Yo, wass up, I’ve been dating my girl for about a year now and I love her you know, even if I don’t always tell her that.  Anyways we just found out that she’s pregnant and she’s really upset, she doesn’t know how to tell her folks.  Oh yeah, I’m 20 years old, she’s only 17.  I’m young, intelligent, make a good living for myself.  My girl is from a different background, her parents don’t mind that, but they’re real strict and I think things will change now that I got her pregnant.  We don’t believe in abortion and she don’t want to give it up for adoption so we’re gonna have to eventually tell them what’s going on.  What should I do? How can I let her know I’m sorry?  Please help me.

Reply:

You say you love her.  I don’t see the evidence yet.  Do you really want to know how to let her know that you’re sorry?  Or do you just want to get off the hook?  The way to show that you’re sorry is to do the right thing.

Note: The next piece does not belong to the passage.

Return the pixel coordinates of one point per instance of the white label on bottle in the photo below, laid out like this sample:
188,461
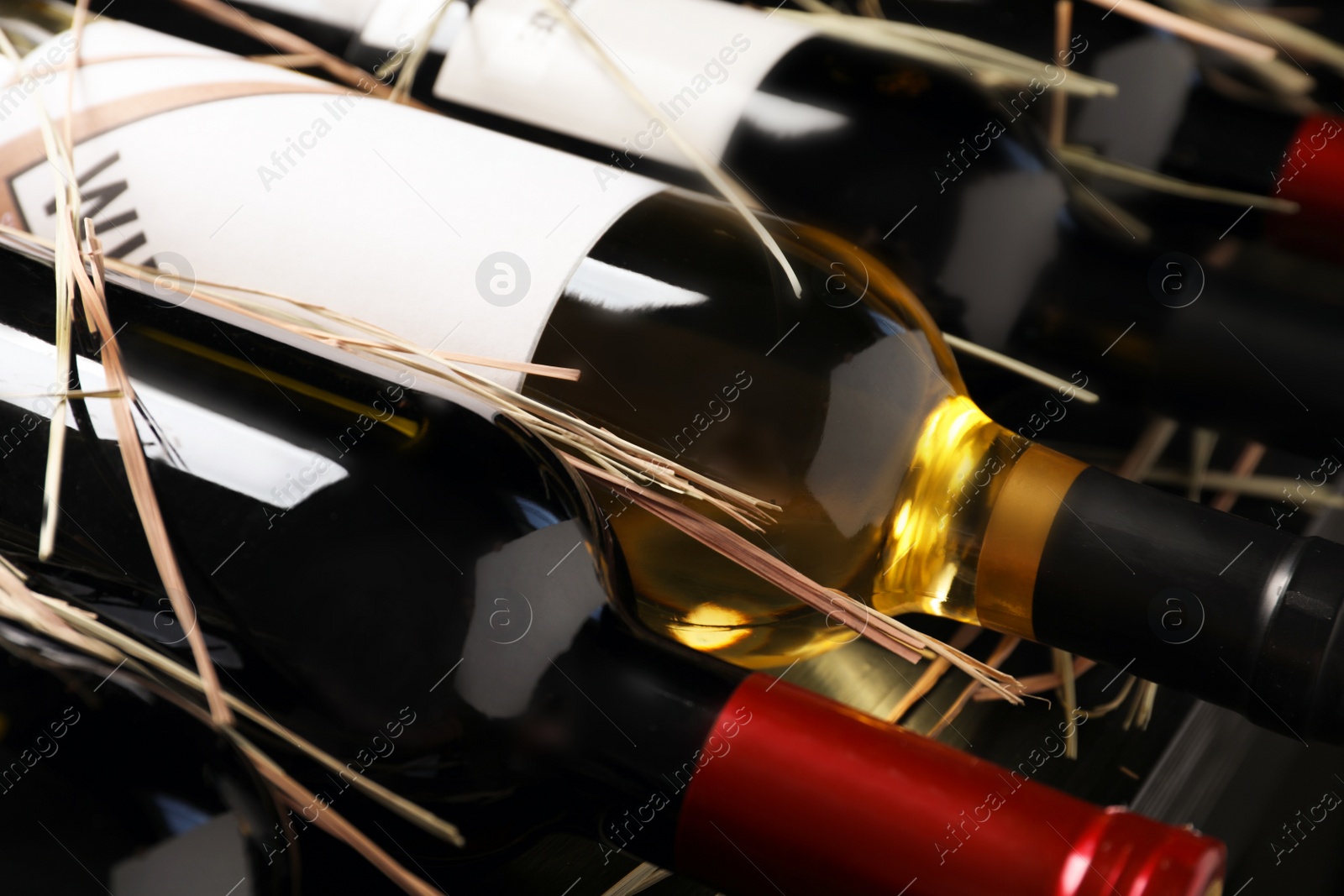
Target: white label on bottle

This is where you find out how much you want to be a man.

No matter what you’re afraid of, her parents have a right to be told; there is no “eventually.” The sooner the better.  Like today.  Most families pull together in a pinch. 

If you were both of age, I would tell you to marry her, provide for her, stay married, be faithful, and be a good father.  That’s the advice I gave another young guy who got his girlfriend pregnant.*  Your case is different, because depending on where you live, she may not be of age.

I can’t give you advice about the law.  Morally, I advise you to face the music.  Do what you can to repair the hurt that you’ve done to this girl and your unborn child.  That includes providing for them.

From now on, everything else in your life takes second place, and I mean everything.

Note

* See “I Got My Girlfriend Pregnant.  What Now?”  The girlfriend of that letter wrote to me a moving letter of her own some time later – after she and the young man were married and the baby was born -- and I included it in Ask Me Anything, pp. 66-68.